Associate Professor University of Toledo, United States
Lake Erie's Western Basin is impacted by yearly harmful algal blooms (HABs) caused by the cyanobacteria Microcystis aeruginosa. Effectively monitoring the Microcystis toxin, microcystin (MC), is crucial to ensure the safety of the public. The most common method for estimating MC concentrations in the Western Basin is the calibration-based Enzyme-Linked Immunosorbent Assay (ELISA). The ELISA is a calibration curve method, relating MC concentration to an easy-to-measure response through an empirical model. The statistical uncertainty associated with such method is high because the empirical model is based on a small sample size. We propose an alternative approach for developing the empirical model using a Bayesian hierarchical model (BHM). The BHM method leverages information from existing data from multiple ELISA tests to stabilize the model coefficient, thereby improving estimation accuracy. For our study, we demonstrate the effectiveness of BHM in HABs monitoring by recalibrating MC concentrations from the Lake Erie HABs monitoring program operated by The National Oceanic and Atmospheric Administration Great Lakes Environmental Research Laboratory (NOAA GLERL). The estimation uncertainty is measured by 95% credible intervals and standard deviation of the measured concentrations. In this presentation, we demonstrate the effectiveness of the BHM approach in improving measurement accuracy.

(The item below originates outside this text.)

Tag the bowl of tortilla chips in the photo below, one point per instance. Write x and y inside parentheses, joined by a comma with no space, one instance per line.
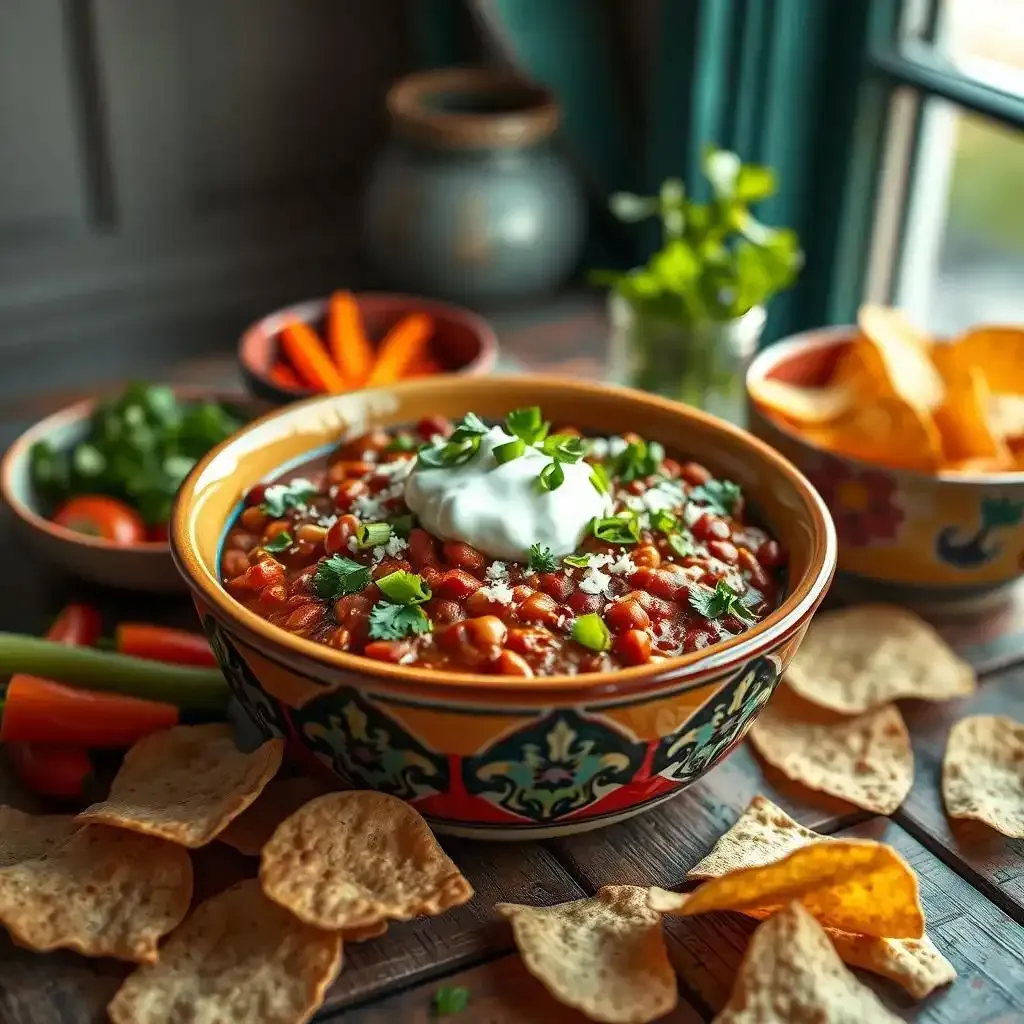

Using the quality control samples with a known concentration of 0.78 µg/L, we compare estimated concentrations from the BHM and the standard ELISA method. Our results show BHM method reduces the estimation standard deviation by a factor of ~10. Such a magnitude of reduction in measurement uncertainty in MC would have a drastic impact on water quality monitoring, and all calibration-curve-based measurement methods, accounting for over 90% of all chemical analytic work.